Очень холмистая местность напомнила мне Литву. Приятным бонусом было на прощание поесть вкусной клубники, которую почти целый тазик собрали «для детей» работницы теплиц!

Работали мы на площади Мужества, в Выборгском, Калининском районе города. Мы сажали кусты и деревья. Делали садовые дорожки, рабатки, клумбы, газоны. Одним словом, украшали и облагораживали город.

Училище я окончила с отличием. Администрация училища прислала моим родителям благодарственное письмо.

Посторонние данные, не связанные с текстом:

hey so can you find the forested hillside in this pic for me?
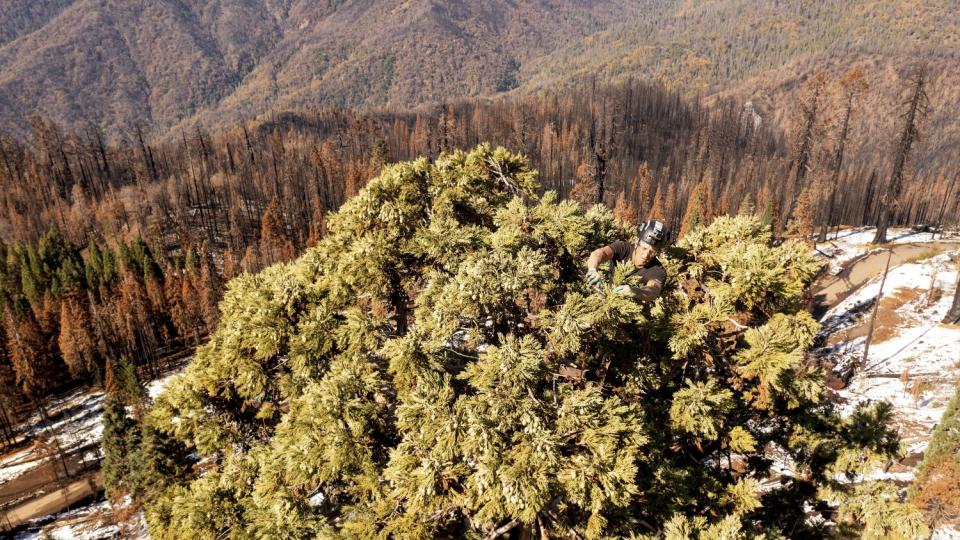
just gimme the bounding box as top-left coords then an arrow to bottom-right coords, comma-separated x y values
0,0 -> 638,138
526,0 -> 957,93
0,0 -> 956,141
1,3 -> 958,536
709,52 -> 960,176
0,0 -> 74,45
2,76 -> 958,437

Отца вызвали на почту. Начальник почты подал ему письмо и спросил:

– Сам прочитаешь или прочитать?

Отец попросил прочитать. Он боялся, что это плохие новости. Почтовое отделение в нашем районе было что-то вроде клуба. Там собиралась местная интеллигенция. Выписывали редкие газеты и журналы. Туда же заходили и простые граждане. Заведующий открыл письмо и стал читать.

Моим родителям училище выражало благодарность за хорошее воспитание дочери, и далее шли дифирамбы в мой адрес! Люди, бывшие на почте, притихли и тоже слушали. Когда письмо было оглашено, у всех на почте просто отпали челюсти.

Зато мой отец был на высоте! Дух послал ему шанс через своего ребенка вспомнить, что он прежде всего – человек! Людская молва ничего не значит.


Известная русская балерина Тамара Карсавина однажды заметила: «…оглядываясь назад, на годы ученичества, я прихожу к заключению, что наше воспитание, несмотря на всю свою кажущуюся абсурдность, имело смысл, а тягостная атмосфера дисциплины стала хорошей школой, так как помогала сконцентрироваться на одной цели» (Т. П. Карсавина. Театральная улица. Воспоминания. / Перевод с английского И. Э. Балад. М.: 2004, с. 65).

Я полностью с ней согласна. Мое взросление очень отдаленно было связано с воспитанием. Это был абсурд высшей степени. Но мое умение без особых страданий подчиняться дисциплине сыграло большую роль в моей жизни. Я очень быстро научилась отделять зерна от плевел. Научилась правильно структурировать свое время и концентрироваться на своих целях.

Признание воспитательных заслуг моего отца всех поразило, но ничего не изменило в его жизни. Это был лишний повод «отметить» такое потрясающее событие!

О вреде классической литературы…

Я помню, как однажды отец велел принести мой дневник и показать его гостям, которых в доме всегда было множество. В дневнике были одни пятерки. Отец это знал. Но накануне на уроке труда мы делали бумажные цветы, и мой цветок не очень понравился учительнице. Она поставила мне четверку. Я помню, как неохотно подала дневник. Отец листал его страницу за страницей и показывал гостям. И на последней странице стояла зловещая четверка!

Мне запомнилось только очень разочарованное лицо отца. Он щелкнул пальцем по четверке и сказал:

– Ну вот, теперь ты уже не отличница, а ударница. И за что четверка-то? За труд? Ну, мало я тебя гонял, значит!

Я испуганно забрала дневник. Я не знала, кто такая ударница. Все, что связано со словом «удар», приводило меня в ужас, потому что ударов за день я получала немерено. Ударница у меня ассоциировалась с человеком, которого кто-то ударяет за что-то.

Весь вечер я провела настороженно. Но отец то ли забыл про дневник, то ли много выпил. Вечер закончился тихо. Однако его разочарование моими успехами поселило в моей душе неуверенность, вроде как я совсем никчемный человек. После мне пришлось много над этим работать. Родительское обесценивание – это самое чудовищное, что может сделать родитель по отношению к своему ребенку.

Отец никогда ничего не читал – ни газет, ни книг. Чтение он считал потенциально опасным занятием, приводящим к сумасшествию. Для меня чтение было особым волшебным миром, где я оставалась наедине с собой и героями книг. Из книг я черпала все, чего мне недоставало в жизни. Я примеряла на себя образы героев, становясь то воплощенной добродетелью, то злодейкой. В особенности меня волновали женские образы.